Vor diesem Hintergrund ist nicht ersichtlich, dass es vor einer Anhörung zur Veröffentlichung der weiteren Sachverhaltsaufklärung – etwa in Form weitergehender Ermittlungen oder Untersuchungen – bedurft hätte. Auch das Landratsamt legt dies nicht dar. Soweit und sofern das Landratsamt vor der Veröffentlichung den Erlass des Bußgeldbescheids abwarten wollte, weist das Gericht darauf hin, dass eine Veröffentlichung nach § 40 Abs. 1a Satz 1 Nr. 3 LFGB lediglich eine Prognose dahingehend erfordert, dass die Verhängung eines Bußgeldes von mindestens 350 Euro zu erwarten ist. Die Ermittlung der genauen Höhe des zu erwartenden Bußgeldes ist danach nicht erforderlich, sofern das zu erwartende Bußgeld jedenfalls mindestens 350 Euro beträgt. Um wieviel dieser Schwellenwert überschritten wird, ist unerheblich. Das Landratsamt hat weder vorgetragen noch ist ersichtlich, inwieweit für die Bußgeldprognose nach § 40 Abs. 1a Satz 1 Nr. 3 LFGB eine weitere Sachverhaltsermittlung oder -Prüfung erforderlich war, zumal sich eine erste behördliche Bußgelderwartung in Höhe von 3.500 Euro in dem Anhörungsschreiben zum Erlass eines Bußgeldbescheids vom … Januar 2020 findet, ohne dass aus der Behördenakte weitere zwischenzeitliche Ermittlungs- oder Prüfungsschritte ersichtlich wären.
Etwas anderes ergibt sich auch nicht aus dem Umstand, dass erst am … März 2020 eine Nachkontrolle stattfand. Die Veröffentlichung lebensmittelrechtlicher Verstöße nach § 40 Abs. 1a Satz 1 Nr. 3 LFGB bezieht sich auf das Ergebnis einer konkreten Betriebskontrolle – hier der Betriebskontrolle vom … Oktober 2019 (vgl. VG Oldenburg, B.v. 28.8.2019 – 7 B 2221/19 – juris Rn. 35). Das Ergebnis dieser konkreten Betriebskontrolle – also der Zustand, wie er sich am Tag der Betriebskontrolle darstellte – wird durch eine Nachkontrolle nicht mehr verändert, sondern es tritt ein weiterer Befund neben den Erstbefund. Das Ergebnis einer Nachkontrolle kann zwar nach § 40 Abs. 4 Satz 2 LFGB dazu führen, dass die Veröffentlichung der Ergebnisse der Erstkontrolle anzupassen und auf eine etwaige zwischenzeitliche Mängelbeseitigung hinzuweisen ist. Die letztgenannte Vorschrift gebietet jedoch nicht, dass eine Nachkontrolle zwingend noch vor der Veröffentlichung der Ergebnisse der Erstkontrolle erfolgen muss.
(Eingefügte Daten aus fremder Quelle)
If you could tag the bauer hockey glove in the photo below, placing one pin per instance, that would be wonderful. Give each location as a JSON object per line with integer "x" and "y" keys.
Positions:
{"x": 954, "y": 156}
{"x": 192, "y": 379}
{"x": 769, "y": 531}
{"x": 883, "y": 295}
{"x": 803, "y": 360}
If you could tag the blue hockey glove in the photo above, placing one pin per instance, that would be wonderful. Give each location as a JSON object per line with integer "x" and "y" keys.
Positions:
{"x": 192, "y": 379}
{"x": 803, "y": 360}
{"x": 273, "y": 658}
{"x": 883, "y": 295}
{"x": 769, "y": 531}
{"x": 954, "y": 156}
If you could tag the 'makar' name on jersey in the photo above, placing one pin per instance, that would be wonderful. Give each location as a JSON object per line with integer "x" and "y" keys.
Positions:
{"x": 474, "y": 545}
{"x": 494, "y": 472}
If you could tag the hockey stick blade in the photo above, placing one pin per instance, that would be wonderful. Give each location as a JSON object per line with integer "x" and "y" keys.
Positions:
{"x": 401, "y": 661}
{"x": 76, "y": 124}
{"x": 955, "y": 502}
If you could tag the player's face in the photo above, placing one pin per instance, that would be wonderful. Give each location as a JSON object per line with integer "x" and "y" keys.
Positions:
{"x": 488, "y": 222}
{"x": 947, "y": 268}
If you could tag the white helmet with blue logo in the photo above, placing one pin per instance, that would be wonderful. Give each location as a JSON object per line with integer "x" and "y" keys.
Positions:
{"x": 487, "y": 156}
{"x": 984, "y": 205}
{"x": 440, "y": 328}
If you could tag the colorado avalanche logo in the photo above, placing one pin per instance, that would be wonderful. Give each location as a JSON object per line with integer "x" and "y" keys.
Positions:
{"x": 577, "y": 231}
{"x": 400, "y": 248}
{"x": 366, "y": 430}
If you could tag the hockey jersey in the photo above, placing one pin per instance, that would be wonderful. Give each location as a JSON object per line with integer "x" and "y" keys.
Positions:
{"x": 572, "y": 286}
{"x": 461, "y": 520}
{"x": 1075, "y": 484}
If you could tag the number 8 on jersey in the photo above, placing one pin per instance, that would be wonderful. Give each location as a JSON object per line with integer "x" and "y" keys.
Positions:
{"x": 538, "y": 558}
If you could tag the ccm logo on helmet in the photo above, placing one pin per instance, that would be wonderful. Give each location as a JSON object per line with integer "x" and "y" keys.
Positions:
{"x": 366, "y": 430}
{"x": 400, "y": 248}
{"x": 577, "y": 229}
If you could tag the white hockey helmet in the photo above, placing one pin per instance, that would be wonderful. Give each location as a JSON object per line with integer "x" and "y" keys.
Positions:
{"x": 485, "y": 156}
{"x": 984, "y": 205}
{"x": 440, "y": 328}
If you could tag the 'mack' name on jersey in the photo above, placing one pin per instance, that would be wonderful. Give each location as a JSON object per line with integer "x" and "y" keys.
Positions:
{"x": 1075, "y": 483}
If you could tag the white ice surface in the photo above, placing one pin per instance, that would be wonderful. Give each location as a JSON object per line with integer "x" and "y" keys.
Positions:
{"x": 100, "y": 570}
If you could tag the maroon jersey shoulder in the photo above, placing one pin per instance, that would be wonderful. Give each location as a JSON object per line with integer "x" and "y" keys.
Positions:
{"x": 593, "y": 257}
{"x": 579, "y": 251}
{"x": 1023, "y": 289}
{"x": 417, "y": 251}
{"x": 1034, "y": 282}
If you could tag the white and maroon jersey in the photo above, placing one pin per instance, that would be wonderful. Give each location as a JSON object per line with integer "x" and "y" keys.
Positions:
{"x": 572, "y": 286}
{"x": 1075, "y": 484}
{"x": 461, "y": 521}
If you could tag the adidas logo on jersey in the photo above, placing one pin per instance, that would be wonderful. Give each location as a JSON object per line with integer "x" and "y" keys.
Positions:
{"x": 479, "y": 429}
Sofern und soweit für die zeitliche Verzögerung zwischen der Feststellung der lebensmittelrechtlichen Verstöße und der nach § 40 Abs. 3 LFGB zwingend erforderlichen Anhörung des Antragstellers zur beabsichtigten Veröffentlichung die Bindung behördlicher Arbeitskraft durch andere vordringliche Aufgaben oder eine unzureichende personelle Ausstattung ursächlich gewesen sein mögen, vermag dies nicht zu begründen, dass die beabsichtigte Veröffentlichung unverzüglich – also „ohne schuldhaftes Zögern“ – erfolgte. Denn es obliegt dem Antragsgegner in eigener Verantwortung, auch und gerade in Fällen der nicht nur kurzzeitigen behördlichen Überlastung eine zureichende Personalausstattung zu gewährleisten und die vorhandenen Personalmittel sachgerecht einzusetzen. Unterlässt er es unter diesen Umständen, eine hinreichend große Anzahl von Mitarbeitern mit der Bearbeitung von lebensmittelrechtlichen Verfahren der vorliegenden Art zu betrauen, so muss er sich die zwangsläufig eintretenden Verzögerungen als „schuldhaftes Zögern“ zurechnen lassen.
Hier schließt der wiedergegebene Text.